Collating refers to combining a batch of observations so that the arrays in individual observations are stacked together. As an example, consider a dataset with 100 observations, each with 2 features.
{cell=main result=false}
data = rand(2, 100) # observation dimension is last by default
We can collect a batch of 4 observations into a vector as follows: {cell=main}
using DataLoaders
batch = [getobs(data, i) for i in 1:4]
Many machine learning models, however, expect an input in a collated format: instead of a nested vector of vectors, we need a single ND-array. DataLoaders.jl provides the collate
function for this:
{cell=main}
DataLoaders.collate(batch)
As you can see, the batch dimension is the last one by default.
The above case only shows how to collate observations that each consist of a single array. In practice, however, observations will often consist of multiple variables like input features and a target variable.
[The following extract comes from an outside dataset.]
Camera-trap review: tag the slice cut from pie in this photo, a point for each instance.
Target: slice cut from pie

For example, we could have an integer indicating the class of an input sample.
{cell=main}
inputs = rand(2, 100)
targets = rand(1:10, 100)
data = (inputs, targets)
batch = [getobs(data, i) for i in 1:4]
Collating here also works, by keeping the tuple structure and collating each element separately:
{cell=main}
DataLoaders.collate(batch)
This is also implemented for NamedTuple
s and Dict
s. You can also collate nested structures, e.g. a Tuple
of Dict
s and the structure is preserved. This also works when using inplace loading.